Eu tinha tento mesmo era nos estudos. Ia com outros meninos e meninas da Vila para a cidade de Tietê. Estava atrasado, por culpa da jardineira que sempre quebrava em dias de chuva e as faltas aconteciam no final do segundo ciclo. Gostava da escrita, das contas e de
ler. Não gostava de geografia e história, saber coisas diferentes de pessoas loiras, olhos azuis sem nossa semelhança, gente de cidade grande onde caía uma chuva gelada e ficava tudo branco. Bom mesmo era tomar sol e banho de cachoeira.
Cheguei aos dezoito anos, era tempo de amar e eu não sabia, ela veio de mansinho, miúda e bonita, tocou meu coração, eu disse, Rosa, quando ficar rico vou casar com você.
Ela respondeu, se comprazendo sem gentileza,
- Deus me livre, você tem uma sina e não quero ser parte
- Qual é minha sina?
- Ficar sempre solteiro cuidando de seus pais e do mano. Quem é que vai querer tomar conta de um anão?
Voltei para casa arrasado, não sabia ter uma sina, pensei nela e chorei a noite inteira. Eram tolicezinhas que por minha memte marinhavam.
Desse dia em diante coloquei umas ideias na cabeça, tinha um motivo pra vencer na vida e resolver minha sina. Foi pensar e fazer. Fiz cursos de especialização na cidade de Tietê. Arrumei emprego de mestre de obras, dirigia os operários e era chamado para fazer serviços em toda a redondeza, empreiteiros e arquitetos me disputavam, comecei a ganhar dinheiro.

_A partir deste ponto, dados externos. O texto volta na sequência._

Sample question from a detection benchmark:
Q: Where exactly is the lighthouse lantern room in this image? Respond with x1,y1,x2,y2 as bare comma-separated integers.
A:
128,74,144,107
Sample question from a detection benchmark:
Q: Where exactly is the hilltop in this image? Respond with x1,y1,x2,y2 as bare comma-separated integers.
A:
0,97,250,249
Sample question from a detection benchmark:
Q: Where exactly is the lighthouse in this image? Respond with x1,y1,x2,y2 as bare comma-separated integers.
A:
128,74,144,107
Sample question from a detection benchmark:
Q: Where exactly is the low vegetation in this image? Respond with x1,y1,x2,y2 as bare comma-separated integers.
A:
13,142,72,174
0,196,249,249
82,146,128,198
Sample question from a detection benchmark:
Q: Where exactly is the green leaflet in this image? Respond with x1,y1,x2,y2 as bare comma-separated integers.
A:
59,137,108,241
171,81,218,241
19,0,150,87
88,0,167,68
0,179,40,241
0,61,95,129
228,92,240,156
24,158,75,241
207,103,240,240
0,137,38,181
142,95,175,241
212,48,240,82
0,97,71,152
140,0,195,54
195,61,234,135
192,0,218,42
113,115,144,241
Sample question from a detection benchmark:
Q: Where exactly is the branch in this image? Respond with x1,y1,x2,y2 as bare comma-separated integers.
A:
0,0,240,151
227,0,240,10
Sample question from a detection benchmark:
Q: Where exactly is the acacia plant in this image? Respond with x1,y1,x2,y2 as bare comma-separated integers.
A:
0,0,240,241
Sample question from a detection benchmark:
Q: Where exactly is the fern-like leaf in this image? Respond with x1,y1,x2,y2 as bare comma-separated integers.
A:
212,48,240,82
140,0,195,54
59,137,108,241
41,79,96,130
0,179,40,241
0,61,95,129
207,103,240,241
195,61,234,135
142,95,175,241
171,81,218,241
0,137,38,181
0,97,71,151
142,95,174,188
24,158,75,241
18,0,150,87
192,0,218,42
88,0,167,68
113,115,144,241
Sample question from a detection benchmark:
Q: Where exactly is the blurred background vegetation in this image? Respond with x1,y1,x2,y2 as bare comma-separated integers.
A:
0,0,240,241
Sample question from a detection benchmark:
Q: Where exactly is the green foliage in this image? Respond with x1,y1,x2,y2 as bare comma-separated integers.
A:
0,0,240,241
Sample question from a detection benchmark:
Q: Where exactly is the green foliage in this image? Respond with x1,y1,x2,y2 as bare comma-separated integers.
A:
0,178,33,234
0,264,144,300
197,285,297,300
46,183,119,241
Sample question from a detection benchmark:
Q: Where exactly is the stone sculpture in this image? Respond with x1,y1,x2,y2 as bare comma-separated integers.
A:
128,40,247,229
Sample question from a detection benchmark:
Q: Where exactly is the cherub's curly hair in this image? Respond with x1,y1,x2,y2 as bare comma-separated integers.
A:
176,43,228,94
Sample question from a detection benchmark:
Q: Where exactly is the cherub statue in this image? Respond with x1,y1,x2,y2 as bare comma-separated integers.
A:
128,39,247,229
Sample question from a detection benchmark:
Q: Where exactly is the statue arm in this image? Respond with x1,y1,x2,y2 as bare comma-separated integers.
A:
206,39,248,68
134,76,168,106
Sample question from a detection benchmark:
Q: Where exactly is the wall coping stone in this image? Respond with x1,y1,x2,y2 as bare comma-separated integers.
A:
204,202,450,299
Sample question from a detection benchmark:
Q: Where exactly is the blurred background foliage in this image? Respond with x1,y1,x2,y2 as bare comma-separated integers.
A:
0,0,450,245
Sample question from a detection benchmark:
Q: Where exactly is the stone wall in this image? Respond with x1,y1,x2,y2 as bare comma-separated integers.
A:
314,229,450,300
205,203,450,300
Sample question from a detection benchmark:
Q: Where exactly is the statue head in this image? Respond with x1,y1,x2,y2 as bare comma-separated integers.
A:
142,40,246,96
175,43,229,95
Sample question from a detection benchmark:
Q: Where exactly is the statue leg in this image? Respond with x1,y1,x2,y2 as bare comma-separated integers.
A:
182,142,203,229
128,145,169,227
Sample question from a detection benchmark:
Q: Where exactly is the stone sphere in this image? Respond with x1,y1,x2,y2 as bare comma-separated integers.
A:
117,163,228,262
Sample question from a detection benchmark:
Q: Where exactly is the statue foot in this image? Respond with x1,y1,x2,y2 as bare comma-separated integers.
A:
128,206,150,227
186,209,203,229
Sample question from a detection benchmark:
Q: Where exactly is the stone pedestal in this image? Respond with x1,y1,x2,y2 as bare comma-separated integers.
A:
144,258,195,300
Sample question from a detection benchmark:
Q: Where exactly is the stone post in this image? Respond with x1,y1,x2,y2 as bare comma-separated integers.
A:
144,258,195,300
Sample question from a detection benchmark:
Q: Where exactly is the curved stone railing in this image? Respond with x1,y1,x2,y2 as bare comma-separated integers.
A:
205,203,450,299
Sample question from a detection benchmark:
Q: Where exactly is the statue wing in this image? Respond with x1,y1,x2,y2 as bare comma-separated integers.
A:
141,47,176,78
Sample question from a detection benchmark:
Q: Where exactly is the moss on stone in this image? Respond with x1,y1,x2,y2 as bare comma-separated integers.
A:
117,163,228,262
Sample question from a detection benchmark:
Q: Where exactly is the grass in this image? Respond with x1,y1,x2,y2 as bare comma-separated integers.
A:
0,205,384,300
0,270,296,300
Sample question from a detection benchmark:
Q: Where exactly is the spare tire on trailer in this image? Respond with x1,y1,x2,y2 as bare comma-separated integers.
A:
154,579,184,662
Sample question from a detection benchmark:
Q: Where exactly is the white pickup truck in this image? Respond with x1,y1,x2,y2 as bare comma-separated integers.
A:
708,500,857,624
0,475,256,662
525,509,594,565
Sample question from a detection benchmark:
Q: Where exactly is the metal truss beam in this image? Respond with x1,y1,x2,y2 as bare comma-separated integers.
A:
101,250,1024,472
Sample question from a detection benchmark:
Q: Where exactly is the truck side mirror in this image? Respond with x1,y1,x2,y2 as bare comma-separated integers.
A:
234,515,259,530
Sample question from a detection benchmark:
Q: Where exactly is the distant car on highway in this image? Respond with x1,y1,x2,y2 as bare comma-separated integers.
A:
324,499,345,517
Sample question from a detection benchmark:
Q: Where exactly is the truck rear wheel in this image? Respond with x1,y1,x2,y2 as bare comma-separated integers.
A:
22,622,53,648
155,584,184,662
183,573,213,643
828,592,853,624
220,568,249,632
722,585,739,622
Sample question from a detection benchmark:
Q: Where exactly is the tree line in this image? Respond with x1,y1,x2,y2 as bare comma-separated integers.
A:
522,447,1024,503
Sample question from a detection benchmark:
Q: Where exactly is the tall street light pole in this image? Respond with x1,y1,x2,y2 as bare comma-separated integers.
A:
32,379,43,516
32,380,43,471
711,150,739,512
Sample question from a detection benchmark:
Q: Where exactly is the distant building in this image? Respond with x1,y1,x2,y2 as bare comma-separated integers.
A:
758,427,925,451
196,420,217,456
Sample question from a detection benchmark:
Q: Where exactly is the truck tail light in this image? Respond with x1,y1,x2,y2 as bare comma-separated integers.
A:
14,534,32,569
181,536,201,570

De inventar muito se ganha.
Armei um plano e todo fim de semana, ia para Tietê. Durante dois anos trabalhei como um danado e a mim mesmo cumpri o prometido. Sozinho sou, sendo sozinho
careço, sempre nas estreitas horas. Mas sozinho sempre fico não. O tento que eu tinha era um tento bem pensado.
Procurei a Rosa e expliquei porque ela casava comigo e não tinha de participar de minha sina. Ela aceitou.
A gente não carecia de se separar
Vamos todos sair do vilarejo, tenho na minha cabeça e em meu coração que nunca vou deixar de cuidar da velhice de meus pais, e eles vão receber certezas.
- Meu irmãozinho Dórfi, nunca eu vou deixar você.
O bem pensado é bem feito. Eu e meus amigos pedreiros construímos em Tietê, em bonito bairro residencial, duas casas térreas, ventiladas, uma com quatro quartos para mim, a Rosa e os filhos sonhados. A outra, de minha família, tem rampas para os velhos e prateleiras mais baixas pra o irmãozinho. As casas se comunicam por um portão no quintal. Assim a Rosinha não precisa participar de minha sina, mas ela tem bom coração, se necessário sei que vai me ajudar.
Tudo se resolve quando o coração é consultado.